02. Agent Runtime Design
An agent runtime has four core components that interact in a defined order. Understanding this topology is essential before writing any code.
Components:
- Orchestrator — Controls flow. Decides what happens next, when to loop, when to stop.
- LLM Interface — Wraps the model API. Handles prompt construction, response parsing, token counting.
- Tool Registry — Maps function names to callable implementations with schema definitions.
- Memory System — Manages state across the agent's lifetime (detailed in Chapters 6-9).
The orchestrator holds references to the others. It queries the LLM, parses tool calls, dispatches through the registry, updates memory, and repeats until completion.
class AgentRuntime:
def __init__(
self,
llm: LLMInterface,
tools: ToolRegistry,
memory: MemorySystem,
max_iterations: int = 20
):
self.llm = llm
self.tools = tools
self.memory = memory
self.max_iterations = max_iterations
async def run(self, prompt: str) -> AgentResponse:
self.memory.add_message(role="user", content=prompt)
for iteration in range(self.max_iterations):
response = await self.llm.chat(
messages=self.memory.get_context(),
tools=self.tools.schemas()
)
if response.finish_reason == "stop":
return AgentResponse(finish_reason="stop", content=response.content)
if response.finish_reason == "tool_use":
results = await self.tools.execute(response.tool_calls)

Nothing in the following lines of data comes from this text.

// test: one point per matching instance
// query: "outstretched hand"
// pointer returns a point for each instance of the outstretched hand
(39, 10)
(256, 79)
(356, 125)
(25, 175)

self.memory.add_tool_results(response.tool_calls, results)
continue
# Handle unexpected finish reasons
return AgentResponse(
finish_reason="max_iterations" if iteration == self.max_iterations - 1
else response.finish_reason,
content=response.content
)
Failure mode: unbounded iteration. Without max_iterations, a buggy tool that always calls itself creates an infinite loop. Production systems must cap iterations and emit alerts when the cap is hit.
Local verification checkpoint
Run the smallest example from this chapter in a local workspace and record the package version, runtime, data path, and observed output. If the result depends on model size, vector count, CPU/GPU backend, or available memory, note that constraint beside the exercise so the lesson remains reproducible.
Draw a diagram of your target agent's runtime topology. Label which components you need to build versus reuse. Note any integration points that could become bottlenecks.